Pflasterarbeiten selber machen - Bauanleitung

Pflasterarbeiten selber machen - Bauanleitung

Pflasterarbeiten kann man entweder selbst machen oder vom Profi erledigen lassen. Die Kosten für Pflasterarbeiten vom Handwerker sind natürlich höher. Daher ist es verständlich, dass Sie Ihre Pflasterarbeiten selbst machen möchten. Wir helfen Ihnen dabei ...

Gepflasterte Flächen haben gegenüber befestigter oder rein natürlicher Flächen große Vorteile. Sie kombinieren die Vorteile beider Flächen, da gepflasterte Flächen wie befestigte Flächen nutzbar, jedoch mit der Versickerungsfähigkeit von natürlichen Flächen ausgestattet sind.

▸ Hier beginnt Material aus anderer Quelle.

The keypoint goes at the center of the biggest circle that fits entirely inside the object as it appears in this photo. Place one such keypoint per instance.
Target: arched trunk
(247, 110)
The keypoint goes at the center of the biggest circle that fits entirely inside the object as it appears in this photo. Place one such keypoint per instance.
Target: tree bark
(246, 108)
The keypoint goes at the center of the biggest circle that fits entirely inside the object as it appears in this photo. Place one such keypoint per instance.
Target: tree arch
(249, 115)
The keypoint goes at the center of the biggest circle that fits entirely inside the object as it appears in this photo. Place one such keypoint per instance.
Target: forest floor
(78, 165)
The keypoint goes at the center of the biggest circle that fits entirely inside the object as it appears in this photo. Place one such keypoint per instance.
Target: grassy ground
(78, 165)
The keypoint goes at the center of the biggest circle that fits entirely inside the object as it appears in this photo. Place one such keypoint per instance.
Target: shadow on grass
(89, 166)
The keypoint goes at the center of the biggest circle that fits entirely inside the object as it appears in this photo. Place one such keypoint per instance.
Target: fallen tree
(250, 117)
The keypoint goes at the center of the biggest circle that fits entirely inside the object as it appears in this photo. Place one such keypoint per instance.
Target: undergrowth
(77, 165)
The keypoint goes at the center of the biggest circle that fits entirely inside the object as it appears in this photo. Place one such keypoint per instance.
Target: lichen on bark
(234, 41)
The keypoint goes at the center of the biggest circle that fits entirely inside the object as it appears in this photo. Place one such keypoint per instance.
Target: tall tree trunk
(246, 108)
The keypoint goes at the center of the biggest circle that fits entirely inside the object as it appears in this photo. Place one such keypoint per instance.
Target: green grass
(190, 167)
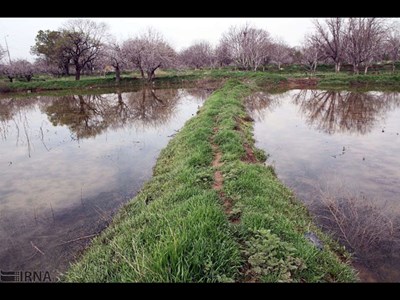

Pflasterarbeiten - selbst gemacht kostet weniger
Der entscheidende Vorteil ist wohl, dass kaum Niederschlagsabfluss entsteht, sondern

die Wassermenge versickern kann. Wie wasserdurchlässig eine gepflasterte Fläche ist, hängt von der jeweiligen Bauart ab. In der Regel unterscheidet man die Pflaster in haufwerksporige- und Rasenfugenpflaster. Ersteres ist derart locker aufgebaut, dass das Wasser problemlos durch den Stein versickern kann. Rasenfugenpflaster kennzeichnen sich hingegen durch ihre breiten Aussparungen zwischen den Steinen und an den jeweiligen Rändern.

Wer seine Garageneinfahrt, Gehwege oder andere Außenanlagen selbst pflastern möchte, stellt sich zu aller erst die Frage, welche Werkzeuge und Materialien für den Bau benötigt werden. Es ist zu empfehlen, vor Beginn der Pflasterarbeiten die ausgesuchten Pflastersteine in ausreichender Menge für die zu bepflasternde Fläche, Kies, Sand, Sickerpflaster, einen Eimer,
einen Spatel, eine Harke, eine Abziehleiste, einen Spaten, eine Schaufel, einen Meterstab, eine Wasserwaage, einen Steinschneider, eine Schubkarre, einen Gummihammer und einen Stampfer oder Rüttler bereit zu stellen.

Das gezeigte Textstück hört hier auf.